探していた、新規外国人入国者数の推移と各国の比較データは、「Annex A. Statistical annex」内の「Table A. 1. Inflows of foreign population into selected OECD countries(OECD加盟国への外国人入国者数)」で確認できた。面白かったのが、確かに日本は2018年だとフランスよりも2倍多くの新規外国人入国者数があるのだが、コロナ禍の2021年だとフランスはほぼ横ばいの数値なのに対し、日本は大きく下がっている点だ。全体的な数値の変遷を見ると、わざわざ海を超えて来る人は減り、陸続きなど、近場の国へと流入する人が増えたのだろう。ただ、確かに日本は2018年時点ではOECD諸国のなかでも多くの新規外国人入国者を受け入れていた。

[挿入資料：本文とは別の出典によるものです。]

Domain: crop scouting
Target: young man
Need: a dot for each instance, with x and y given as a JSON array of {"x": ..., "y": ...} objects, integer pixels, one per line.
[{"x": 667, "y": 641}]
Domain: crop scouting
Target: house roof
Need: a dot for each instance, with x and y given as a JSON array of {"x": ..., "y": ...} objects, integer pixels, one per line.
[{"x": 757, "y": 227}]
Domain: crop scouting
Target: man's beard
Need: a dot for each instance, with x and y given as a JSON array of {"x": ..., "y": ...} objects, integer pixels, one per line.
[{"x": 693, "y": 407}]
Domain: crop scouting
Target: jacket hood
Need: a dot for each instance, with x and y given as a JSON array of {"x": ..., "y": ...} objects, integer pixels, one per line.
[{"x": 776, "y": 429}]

(Thousands) | 2018 | 2019 | 2020 | 2021 |
---|---|---|---|---|
Australia | 186.6 | 155.8 | 137.5 | 153.8 |
Belgium | 119.7 | 129.5 | 101.6 | 122.4 |
Canada | 321.0 | 341.2 | 184.6 | 405.8 |
France | 259.9 | 268.5 | 208.5 | 250.4 |
Germany | 1383.6 | 1345.9 | 994.8 | 1139.8 |
Greece | 87.3 | 95.4 | 63.4 | 28.7 |
Israel | 28.1 | 33.2 | 19.7 | 25.5 |
Italy | 285.5 | 264.6 | 191.8 | 243.6 |
Japan | 519.7 | 592.0 | 220.6 | 80.0 |
Korea | 495.1 | 438.2 | 233.1 | 220.6 |
Netherlands | 191.0 | 215.2 | 170.6 | 208.1 |
Poland | 137.6 | 163.2 | 163.5 | 224.2 |
Spain | 560.0 | 666.0 | 415.2 | 456.6 |
Türkiye | 466.9 | 578.5 | 242.5 | 615.1 |
United Kingdom | 357.2 | 377.9 | 233.7 | 385.8 |
United States | 1096.6 | 1031.8 | 707.4 | 740.0 |
気になったのが、2023年のデータに2021年までしか掲載されていなかったこと。コロナが少し収まりつつあるように思えるいま、どのような数値が2022年から2024年のデータで見えるのか。気が向いたらまた調べようと思う。